Inside the Bitcoin Laundering Plot That Landed Kuaishou Staff in Jail

July 28, 2025
Over a year, the group rerouted about 140 million yuan (~$19.5 million) that was supposed to go to platform operators...

What started as internal incentive policies at Kuaishou, China’s second-largest short video platform, turned into a massive covert operation involving nearly $20 million in embezzled funds, Bitcoin laundering, and a string of shell companies.

Now, after a lengthy investigation and rare public coverage by the state-backed People’s Daily, the scandal has ended in prison time for the culprits, and some hard lessons for companies operating in the digital economy.

From incentives to illicit profits

At the center of the case was a man identified as Feng, who managed approval and incentive programs for Kuaishou’s service providers.

This role gave him sweeping access to subsidy distribution processes, an opportunity he allegedly used to collude with external suppliers and siphon funds through fake reward claims.

Over a year, the group rerouted about 140 million yuan (~$19.5 million) that was supposed to go to platform operators, redirecting it to accounts they controlled.

To move these funds discreetly, shell companies were created to receive payments under the guise of regular business operations.

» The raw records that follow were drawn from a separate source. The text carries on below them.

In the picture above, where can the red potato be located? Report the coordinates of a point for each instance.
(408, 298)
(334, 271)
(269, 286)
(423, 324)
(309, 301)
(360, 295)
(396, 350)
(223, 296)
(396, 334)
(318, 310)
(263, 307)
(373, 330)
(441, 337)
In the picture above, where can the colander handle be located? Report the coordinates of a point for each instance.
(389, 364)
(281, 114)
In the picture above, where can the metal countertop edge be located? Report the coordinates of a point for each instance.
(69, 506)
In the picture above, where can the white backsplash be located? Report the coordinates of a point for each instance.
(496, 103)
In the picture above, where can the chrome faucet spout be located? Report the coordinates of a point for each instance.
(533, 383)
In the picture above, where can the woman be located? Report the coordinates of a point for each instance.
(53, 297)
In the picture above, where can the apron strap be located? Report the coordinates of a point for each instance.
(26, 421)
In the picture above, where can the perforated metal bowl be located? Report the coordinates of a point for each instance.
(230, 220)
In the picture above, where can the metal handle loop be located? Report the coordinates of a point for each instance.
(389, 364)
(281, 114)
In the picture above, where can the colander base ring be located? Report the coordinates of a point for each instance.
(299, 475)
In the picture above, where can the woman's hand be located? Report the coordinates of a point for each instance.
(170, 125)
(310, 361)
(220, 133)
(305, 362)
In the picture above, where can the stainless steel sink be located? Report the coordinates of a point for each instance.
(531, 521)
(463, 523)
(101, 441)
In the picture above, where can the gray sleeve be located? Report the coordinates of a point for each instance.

Once in hand, the money was converted into crypto, mostly Bitcoin, across eight centralized exchanges. But the team didn’t stop there. Using coin-mixing services, they attempted to obscure the trail, eventually swapping some funds back into Chinese RMB and distributing them across personal accounts.

Blockchain trails and legal fallout

Despite the efforts to mask the transactions, prosecutors from Beijing’s Haidian District pieced together the movement of funds using digital evidence and transaction data.

According to the prosecutor’s office, this case reflects a growing trend of commercial corruption in China’s tech sector, especially where traffic growth, user data, and platform rewards are involved.

The suspects were eventually sentenced to between three and fourteen years in prison, with fines and asset seizures, including over 90 BTC, ordered to help recover losses.

The case also triggered the release of a white paper analyzing over 1,200 commercial corruption cases from 2020 to 2024, underscoring the increased use of crypto in white-collar crime and the evolving complexity of internal fraud.

Sun Peng, director of the second procuratorial department of the Haidian District People's Procuratorate stated:

“In the past five years, the number of commercial corruption cases we have handled has been on the rise. On the one hand, the increase in the number of cases is closely related to the fact that companies are gradually aware of the importance of combating commercial corruption and increasing their internal anti-corruption efforts; on the other hand, it also shows that the necessity and urgency of combating commercial corruption are increasing."

While Kuaishou hasn't commented publicly, the broader message from officials is that companies need stronger internal controls, and crypto laundering is no longer under the radar.